The first thing Marietta Superintendent Emily Lembeck did when she arrived downtown Saturday afternoon was to renew her membership at the NAACP tent.
Cobb County NAACP President Deane Bonner said Lembeck’s more than 10-year membership with the organization “speaks volumes of the leadership” of some of the city’s elected officials.
Lembeck said the all-day event draws families and prominent community members from across the city and state together.
“I see people here from every aspect of the community,” Lembeck said.
Councilman Grif Chalfant attended for the first time after Bonner’s insistence.
“She made me come,” said Chalfant, while standing in front of the NAACP tent buying a 10th anniversary T-shirt.
Event offers everything
This year’s event provided identical white tents for each of the vendor spots, which gave the festival a more unified look and helped to showcase the items inside.
Jeriene Grimes, the vice president of the Cobb County Chapter of the NAACP who organized much of the event, said the new tents caused one of the few little glitches of the event.
But, she said, the vendors were very cooperative and patient.
John Morant, who lives in Atlanta, brought African art, scented body oils and colorful dresses to sell for the third year.
Morant said he comes to Juneteenth because of the atmosphere.
“It is a nice little family thing,” Morant said.
Another small vendor was selling baked goods like hot cakes.
Sweet Desires opened three years ago out of a home in Marietta, but the company set up shop at Juneteenth for the first time this year.

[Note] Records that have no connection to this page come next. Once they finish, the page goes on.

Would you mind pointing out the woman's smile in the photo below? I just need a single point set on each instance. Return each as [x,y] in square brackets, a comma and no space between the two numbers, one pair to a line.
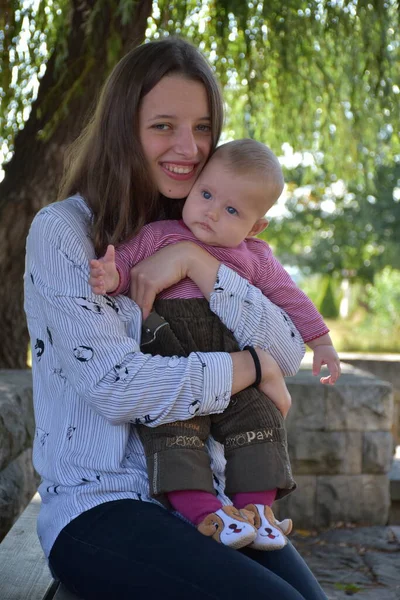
[175,132]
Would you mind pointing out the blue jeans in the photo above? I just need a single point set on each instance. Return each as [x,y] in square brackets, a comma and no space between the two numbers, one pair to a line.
[135,550]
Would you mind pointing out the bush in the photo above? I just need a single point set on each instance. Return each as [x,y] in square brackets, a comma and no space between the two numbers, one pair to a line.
[328,306]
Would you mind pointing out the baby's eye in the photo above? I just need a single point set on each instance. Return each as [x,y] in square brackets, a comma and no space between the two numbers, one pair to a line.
[231,210]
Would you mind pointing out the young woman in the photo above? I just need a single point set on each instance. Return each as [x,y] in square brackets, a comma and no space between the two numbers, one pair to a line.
[158,118]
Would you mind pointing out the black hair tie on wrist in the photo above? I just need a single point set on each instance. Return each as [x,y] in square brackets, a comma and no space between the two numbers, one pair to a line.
[257,365]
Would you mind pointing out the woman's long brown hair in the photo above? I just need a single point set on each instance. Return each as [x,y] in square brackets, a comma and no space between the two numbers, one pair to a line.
[106,164]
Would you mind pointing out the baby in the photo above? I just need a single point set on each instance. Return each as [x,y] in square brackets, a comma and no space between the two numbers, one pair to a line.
[224,211]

Sylvia Walker, who works for the bakery, said customers were begging for it to participate.
Sweet Desires did not disappoint, offering banana nut bread, key lime cake and many types of cookies.
Walker said it took three days to bake enough products and expected to sell out.
“Everybody likes sweets,” Walker said.
The real party was in the center of the Square at Glover Park, where the stage offered a constant parade of music from various amateur acts.
Grimes said the day included 20 performances that were about five minutes each.
Some acts were simple with one singer using taped accompaniment, others involve more rehearsed performances, like the Akili African Dancers, a local hip hop children’s group.
The highlight of the event was a flash mob, which Grimes decided to try for the first time at Saturday’s event.
Two-hundred people did a choreographed dance in the Square to kick-off the festivities, Grimes said.
Grimes said she was proud of everyone and it was the “icing on the 10th anniversary cake.”